The butler received a note from Lord Newhaven the morning after his death, mentioning the train by which he should return to Westhope that day, and ordering a carriage to meet him. A great doctor made public the fact that Lord Newhaven had consulted him the day before about the attacks of vertigo from which it appeared he had suffered of late. A similar attack seemed to have seized upon him while waiting at Clapham Junction when the down express thundered past. The few who saw him said that, as he was pacing the empty platform, he staggered suddenly as the train was sweeping up behind him, put his hand to his head, and stumbled over the edge on to the line. Death was instantaneous. Only his wife and one other woman knew that it was premeditated.

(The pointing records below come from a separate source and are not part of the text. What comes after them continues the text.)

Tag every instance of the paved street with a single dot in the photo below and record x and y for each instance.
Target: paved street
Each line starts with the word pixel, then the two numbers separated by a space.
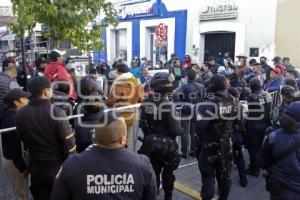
pixel 191 178
pixel 187 177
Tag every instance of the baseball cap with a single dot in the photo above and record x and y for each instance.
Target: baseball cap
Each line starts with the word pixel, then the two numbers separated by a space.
pixel 123 68
pixel 294 110
pixel 286 59
pixel 277 70
pixel 38 84
pixel 15 94
pixel 242 56
pixel 277 59
pixel 55 53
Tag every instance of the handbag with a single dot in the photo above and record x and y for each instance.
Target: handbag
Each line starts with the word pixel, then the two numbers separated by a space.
pixel 273 184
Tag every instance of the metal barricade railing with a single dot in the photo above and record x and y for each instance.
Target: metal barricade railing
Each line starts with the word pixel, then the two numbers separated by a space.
pixel 4 188
pixel 276 100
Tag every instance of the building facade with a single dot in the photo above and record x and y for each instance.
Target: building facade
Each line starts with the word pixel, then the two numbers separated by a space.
pixel 146 29
pixel 235 26
pixel 287 30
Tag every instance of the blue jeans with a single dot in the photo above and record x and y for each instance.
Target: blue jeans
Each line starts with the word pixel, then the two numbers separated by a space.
pixel 255 139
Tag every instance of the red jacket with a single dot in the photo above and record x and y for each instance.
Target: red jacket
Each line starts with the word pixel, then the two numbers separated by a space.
pixel 57 71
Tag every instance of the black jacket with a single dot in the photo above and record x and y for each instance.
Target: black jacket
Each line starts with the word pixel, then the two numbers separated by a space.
pixel 110 174
pixel 11 142
pixel 156 117
pixel 46 138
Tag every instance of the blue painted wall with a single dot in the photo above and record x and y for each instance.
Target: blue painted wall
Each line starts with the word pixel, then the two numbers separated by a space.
pixel 159 11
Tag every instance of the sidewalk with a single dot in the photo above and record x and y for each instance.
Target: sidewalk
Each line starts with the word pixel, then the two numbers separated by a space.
pixel 190 177
pixel 189 181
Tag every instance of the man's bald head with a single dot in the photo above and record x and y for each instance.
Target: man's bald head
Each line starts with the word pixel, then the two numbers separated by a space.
pixel 113 135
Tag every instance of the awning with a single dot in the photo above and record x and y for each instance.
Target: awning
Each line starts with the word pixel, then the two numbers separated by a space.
pixel 5 20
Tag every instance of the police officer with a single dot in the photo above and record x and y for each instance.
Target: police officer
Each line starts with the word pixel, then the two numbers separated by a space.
pixel 160 128
pixel 90 104
pixel 106 170
pixel 237 139
pixel 287 94
pixel 215 124
pixel 188 95
pixel 258 119
pixel 280 156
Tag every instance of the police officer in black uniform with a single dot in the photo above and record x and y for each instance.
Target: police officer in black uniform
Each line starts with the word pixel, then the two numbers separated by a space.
pixel 258 119
pixel 160 128
pixel 90 103
pixel 106 170
pixel 215 119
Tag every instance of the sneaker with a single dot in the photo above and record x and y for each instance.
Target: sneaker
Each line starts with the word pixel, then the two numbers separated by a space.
pixel 243 180
pixel 252 172
pixel 184 156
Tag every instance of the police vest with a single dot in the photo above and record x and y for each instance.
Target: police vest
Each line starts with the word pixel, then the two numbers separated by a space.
pixel 157 121
pixel 258 108
pixel 227 114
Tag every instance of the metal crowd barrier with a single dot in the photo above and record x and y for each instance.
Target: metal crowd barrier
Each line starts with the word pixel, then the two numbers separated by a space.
pixel 69 117
pixel 276 100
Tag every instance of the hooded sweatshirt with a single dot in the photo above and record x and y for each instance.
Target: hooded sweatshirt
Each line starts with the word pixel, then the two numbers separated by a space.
pixel 126 90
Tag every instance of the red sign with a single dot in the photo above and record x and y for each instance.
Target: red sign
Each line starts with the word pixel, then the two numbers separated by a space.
pixel 161 32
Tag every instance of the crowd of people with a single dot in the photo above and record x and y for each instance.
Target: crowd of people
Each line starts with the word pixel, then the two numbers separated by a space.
pixel 224 107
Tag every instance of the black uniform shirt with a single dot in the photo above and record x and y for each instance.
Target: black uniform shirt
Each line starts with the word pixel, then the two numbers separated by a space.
pixel 47 138
pixel 110 174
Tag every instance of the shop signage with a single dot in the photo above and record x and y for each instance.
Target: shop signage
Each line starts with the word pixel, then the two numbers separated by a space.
pixel 6 11
pixel 126 8
pixel 161 33
pixel 126 11
pixel 219 9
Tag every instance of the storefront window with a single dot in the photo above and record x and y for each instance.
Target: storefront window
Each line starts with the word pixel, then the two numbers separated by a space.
pixel 158 48
pixel 121 44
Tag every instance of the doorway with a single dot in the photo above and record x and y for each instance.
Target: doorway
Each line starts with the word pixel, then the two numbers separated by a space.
pixel 217 43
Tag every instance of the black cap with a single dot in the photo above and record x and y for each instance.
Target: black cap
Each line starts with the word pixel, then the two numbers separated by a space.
pixel 294 110
pixel 211 58
pixel 107 117
pixel 54 55
pixel 37 85
pixel 255 84
pixel 288 91
pixel 15 94
pixel 291 82
pixel 252 61
pixel 191 74
pixel 39 61
pixel 277 59
pixel 234 92
pixel 123 68
pixel 217 83
pixel 93 70
pixel 285 59
pixel 160 79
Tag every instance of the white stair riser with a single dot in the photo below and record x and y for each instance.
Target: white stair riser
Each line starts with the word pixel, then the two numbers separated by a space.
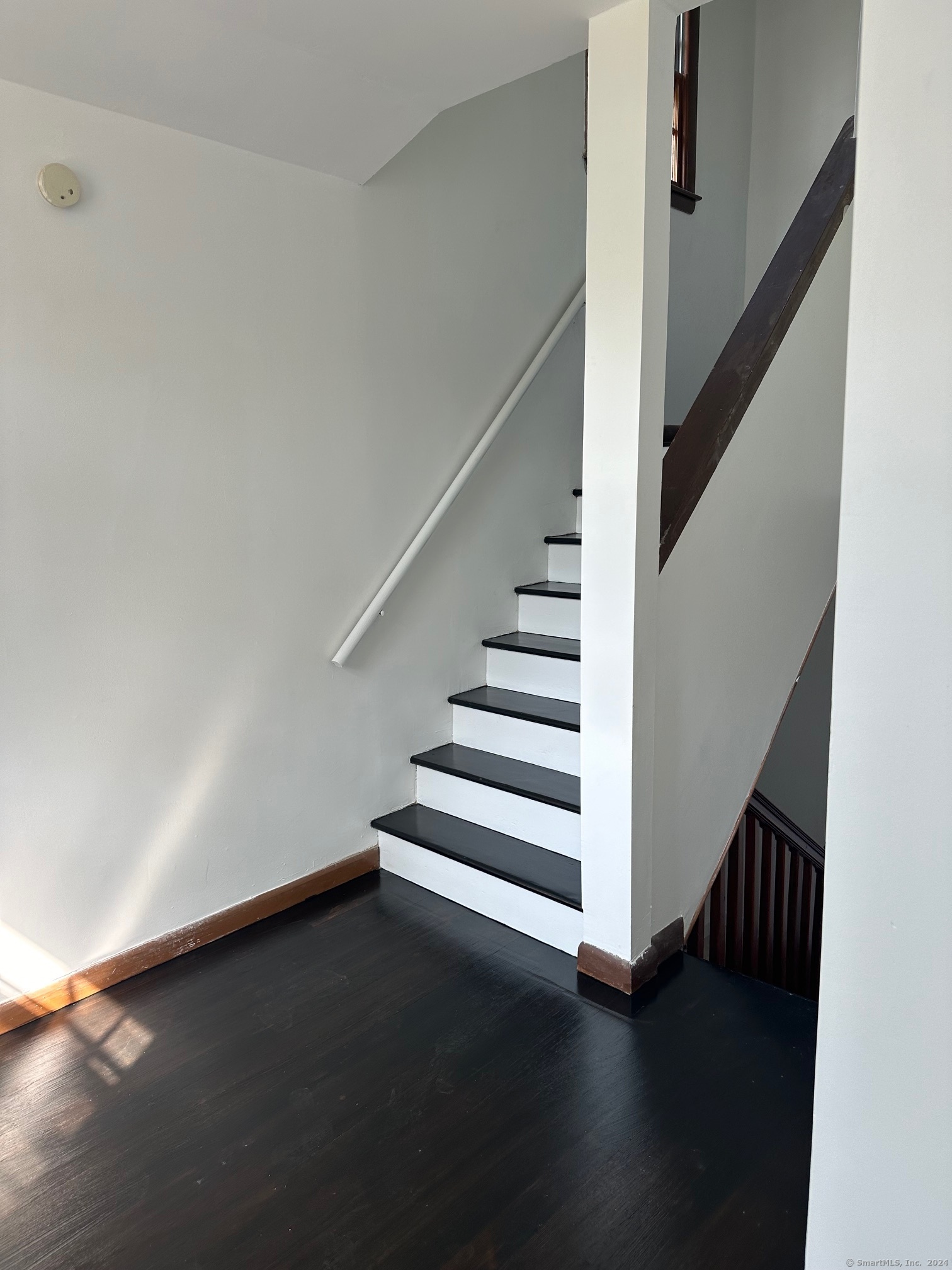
pixel 542 676
pixel 517 738
pixel 564 563
pixel 541 823
pixel 519 910
pixel 547 615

“The only thing I cannot understand about it,” said Rachel to herself, “is why a man, who from first to last could act with such caution, and with such deliberate determination, should have been two days late. The twenty-ninth of November was the last day of the five months, and he died on the afternoon of December the first. Why did he wait two days after he left Westhope? I should have thought he would have been the last man in the world to overstep the allotted time by so much as an hour. Yet nevertheless he waited two whole days. I don’t understand it.”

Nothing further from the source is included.